Now, there was a suggestion that advances in AI have made obfuscation obsolete. I disagree. While AI tools are good at deobfuscating code, it is still often a slow and expensive process. I do believe a strong model will eventually reach a solution, but it will take time and money. Again, the longer and more expensive it is, the more likely people are to give up and move on.

I do not have concrete data to share on this topic, but I do have some anecdotal evidence. I attempted a hard PWN-style CTF challenge last year that I was not able to solve on my own. Using an LLM, Claude Opus 4.5, and giving it all the information, binaries, and local tools needed to solve the challenge, it still failed at first.

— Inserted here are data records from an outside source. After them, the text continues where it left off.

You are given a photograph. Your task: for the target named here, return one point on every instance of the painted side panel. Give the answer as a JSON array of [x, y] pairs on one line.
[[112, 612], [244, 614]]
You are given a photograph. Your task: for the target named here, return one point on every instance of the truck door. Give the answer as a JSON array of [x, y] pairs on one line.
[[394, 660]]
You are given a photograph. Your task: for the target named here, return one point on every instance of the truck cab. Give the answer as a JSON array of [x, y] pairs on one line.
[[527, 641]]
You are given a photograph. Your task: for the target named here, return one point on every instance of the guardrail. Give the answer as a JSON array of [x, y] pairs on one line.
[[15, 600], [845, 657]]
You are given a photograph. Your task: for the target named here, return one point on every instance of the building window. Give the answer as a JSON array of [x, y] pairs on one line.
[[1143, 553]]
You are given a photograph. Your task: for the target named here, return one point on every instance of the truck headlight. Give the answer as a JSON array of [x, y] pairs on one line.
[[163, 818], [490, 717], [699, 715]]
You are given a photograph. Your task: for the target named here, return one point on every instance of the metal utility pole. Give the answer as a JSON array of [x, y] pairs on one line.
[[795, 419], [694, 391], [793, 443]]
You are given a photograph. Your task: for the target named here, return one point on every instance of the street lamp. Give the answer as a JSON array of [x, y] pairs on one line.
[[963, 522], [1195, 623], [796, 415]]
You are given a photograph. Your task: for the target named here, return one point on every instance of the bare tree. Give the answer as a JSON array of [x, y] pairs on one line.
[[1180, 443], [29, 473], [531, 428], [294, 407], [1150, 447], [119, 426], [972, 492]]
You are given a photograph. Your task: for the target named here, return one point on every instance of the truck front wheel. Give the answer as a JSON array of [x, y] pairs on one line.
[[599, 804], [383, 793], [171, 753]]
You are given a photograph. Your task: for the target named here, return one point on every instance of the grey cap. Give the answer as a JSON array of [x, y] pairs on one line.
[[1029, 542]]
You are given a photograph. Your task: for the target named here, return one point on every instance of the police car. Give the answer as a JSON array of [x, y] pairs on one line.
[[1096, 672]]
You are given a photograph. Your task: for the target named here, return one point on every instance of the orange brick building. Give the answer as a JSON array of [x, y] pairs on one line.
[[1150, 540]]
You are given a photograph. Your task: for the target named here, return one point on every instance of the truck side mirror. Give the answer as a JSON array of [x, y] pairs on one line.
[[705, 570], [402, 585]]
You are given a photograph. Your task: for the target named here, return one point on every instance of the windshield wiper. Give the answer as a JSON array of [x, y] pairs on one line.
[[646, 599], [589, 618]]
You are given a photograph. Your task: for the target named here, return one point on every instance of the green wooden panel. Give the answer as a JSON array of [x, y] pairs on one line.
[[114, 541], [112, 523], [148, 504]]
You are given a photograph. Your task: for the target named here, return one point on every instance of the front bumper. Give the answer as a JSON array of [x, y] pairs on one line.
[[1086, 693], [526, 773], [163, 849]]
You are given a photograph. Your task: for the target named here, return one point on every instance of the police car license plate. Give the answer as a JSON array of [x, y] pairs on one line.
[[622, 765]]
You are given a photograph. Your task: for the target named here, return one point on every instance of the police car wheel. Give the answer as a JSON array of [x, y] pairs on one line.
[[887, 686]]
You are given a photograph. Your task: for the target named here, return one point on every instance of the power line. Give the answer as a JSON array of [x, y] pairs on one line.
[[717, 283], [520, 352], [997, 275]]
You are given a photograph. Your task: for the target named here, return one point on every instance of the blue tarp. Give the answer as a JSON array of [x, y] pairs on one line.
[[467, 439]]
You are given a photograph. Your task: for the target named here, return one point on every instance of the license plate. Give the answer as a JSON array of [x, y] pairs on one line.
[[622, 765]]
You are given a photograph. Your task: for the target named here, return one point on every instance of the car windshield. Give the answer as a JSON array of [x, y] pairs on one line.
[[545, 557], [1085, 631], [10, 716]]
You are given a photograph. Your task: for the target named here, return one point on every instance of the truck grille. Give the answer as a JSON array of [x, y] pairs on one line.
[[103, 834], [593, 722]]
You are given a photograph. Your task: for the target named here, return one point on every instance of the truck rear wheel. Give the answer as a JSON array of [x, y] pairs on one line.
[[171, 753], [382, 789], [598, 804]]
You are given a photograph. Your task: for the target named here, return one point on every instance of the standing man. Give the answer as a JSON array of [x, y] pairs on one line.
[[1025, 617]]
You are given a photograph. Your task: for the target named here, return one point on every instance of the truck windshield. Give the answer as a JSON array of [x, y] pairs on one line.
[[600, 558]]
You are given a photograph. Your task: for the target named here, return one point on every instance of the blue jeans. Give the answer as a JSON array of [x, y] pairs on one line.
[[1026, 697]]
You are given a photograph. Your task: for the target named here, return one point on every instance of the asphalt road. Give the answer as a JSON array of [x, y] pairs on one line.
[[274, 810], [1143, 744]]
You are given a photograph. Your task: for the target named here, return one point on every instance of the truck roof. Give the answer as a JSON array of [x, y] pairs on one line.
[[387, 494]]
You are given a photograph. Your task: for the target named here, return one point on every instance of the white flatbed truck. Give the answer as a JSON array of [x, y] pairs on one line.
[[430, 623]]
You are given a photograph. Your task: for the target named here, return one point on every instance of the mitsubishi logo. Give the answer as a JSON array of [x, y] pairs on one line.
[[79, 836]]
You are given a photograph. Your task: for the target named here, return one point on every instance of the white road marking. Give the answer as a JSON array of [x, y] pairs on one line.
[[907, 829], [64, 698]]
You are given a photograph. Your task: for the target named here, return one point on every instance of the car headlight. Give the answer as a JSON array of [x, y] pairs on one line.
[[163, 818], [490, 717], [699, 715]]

It was not until 4.5 hours of non-stop token burning and many trial-and-error iterations later that the LLM was able to find a solution. This endeavour used 61 million input tokens and 11 million output tokens, or roughly $300 USD. While I was willing to spend that much to gauge the model's ability to solve the challenge, it is important to keep in mind that we already knew a solution existed because this was a CTF challenge with an intended solution. Would malicious actors be willing to spend that much per attempt across a large enterprise attack surface, where results are far from guaranteed? How long are they willing to iterate on one specific angle? That uncertainty is exactly where obscurity still has value.

Spread the word

It should be clear by now that security through obscurity still has its place as an additional security layer in the modern world, even with AI-assisted tooling.

So I no longer want to hear the phrase "security through obscurity is bad".

From now on, let's spread these two statements instead:

Security ONLY through obscurity is bad

Security through obscurity, as an additional layer, is good!